What do we think of Millennials? Do they cop too much flak?
Opinion: Ankle socks, side parts, avo on toast and the cry-laugh emoji - why is everyone always coming for us?
Look down. Stop what you’re doing, right now, and look down at your feet. And tell me: Can you see your socks?
If you can’t - if you’re wearing sneaker socks, designed to be invisible - you are almost certainly a Millennial.
Born roughly between 1980 and 1996, Millennials are now the largest adult cohort on the planet, according to the World Economic Forum. Our coming-of-age has been punctuated by a series of global order-defining events and movements, from the 9/11 terrorist attacks to the Covid-19 pandemic by way of the 2008 financial crisis and the #MeToo movement, and we’re influential in just about every sphere you can think of, from Mark Zuckerberg to Beyoncé, Lionel Messi to Trevor Noah.
Prince William is a Millennial. Taylor Swift is a Millennial. JD Vance, the man nearly one octogenarian heartbeat away from being the most powerful person in the world, is a Millennial.
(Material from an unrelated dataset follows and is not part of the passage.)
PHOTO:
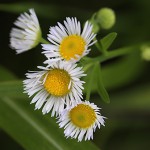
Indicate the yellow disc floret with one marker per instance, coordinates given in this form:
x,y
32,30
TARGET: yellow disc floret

We’ve lived through so much, we’ve achieved so much. But have we somehow failed to secure the respect of our peers?
“Ask people to identify today’s most selfish generation, and they’ll likely say it’s mine: Millennials,” writes Bloomberg News reporter Charlie Wells in his new book, What Happened to Millennials: In Defense of a Generation.
Charlie Wells
Charlie Wells
“We’re the ones reputed to spend money on short-term discretionary goods such as expensive avocado toast rather than long-term investments. We’re the ones who delay marriage, childbirth, and adulthood itself. And we’re the ones who spearheaded the notion of ‘cancel culture’.”
Those are the perceptions largely of the generations before us, Boomers and, perhaps to a lesser extent, Gen X. But we’re not getting it any easier from those who came after.
Take that sneaker socks trope, part of a body of Millennial lore also including but not limited to skinny jeans, side parts, the way we take selfies and our use of the cry-laugh emoji, that Gen Z, the generation just below us, finds “so cringe”. 😂😂😂
Wells is American, and his book is particularly interested in the experience of American Millennials. But Kiwi Millennials I spoke to recognised his findings.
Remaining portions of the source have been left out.